Vaishnaw’s written Lok Sabha statement emphasized safety as the cornerstone of railway operations. From 135 serious accidents in 2014-15, the count has shrunk to 14 as of February 2025-26 – a decline that speaks volumes about proactive governance.

Long-term stats underscore the shift. Pre-2014 era (2004-05 to 2013-14) suffered 1,711 grave incidents, killing 904 and wounding 3,155. The reform decade (2014-15 to 2023-24) cut this to 678 accidents, 748 deaths, and 2,087 injuries.

Momentum persists: 31 accidents in 2024-25 (18 fatalities, 92 hurt), and 14 in early 2025-26 (16 deaths, 28 injuries).

Driving factors include meticulous track maintenance, next-gen signaling, and tech advancements. Safety spending leaped from Rs 39,200 crore (2013-14) to Rs 1,17,693 crore (2025-26), earmarking Rs 1,20,389 crore for 2026-27.

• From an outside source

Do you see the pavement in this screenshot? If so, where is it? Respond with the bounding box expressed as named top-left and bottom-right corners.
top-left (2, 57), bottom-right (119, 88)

To curb human factors, 6,665 stations feature electronic interlockings, 10,153+ level crossings are fortified, and 6,669 stations employ track circuiting for occupancy verification.

Vaishnaw spotlighted Kavach, the Made-in-India ATP system from 2020, now deployed over 1,452 km on busy lines like Delhi-Mumbai and Delhi-Howrah. This blend of technology and infrastructure investment promises a safer rail network for India’s vast travelers.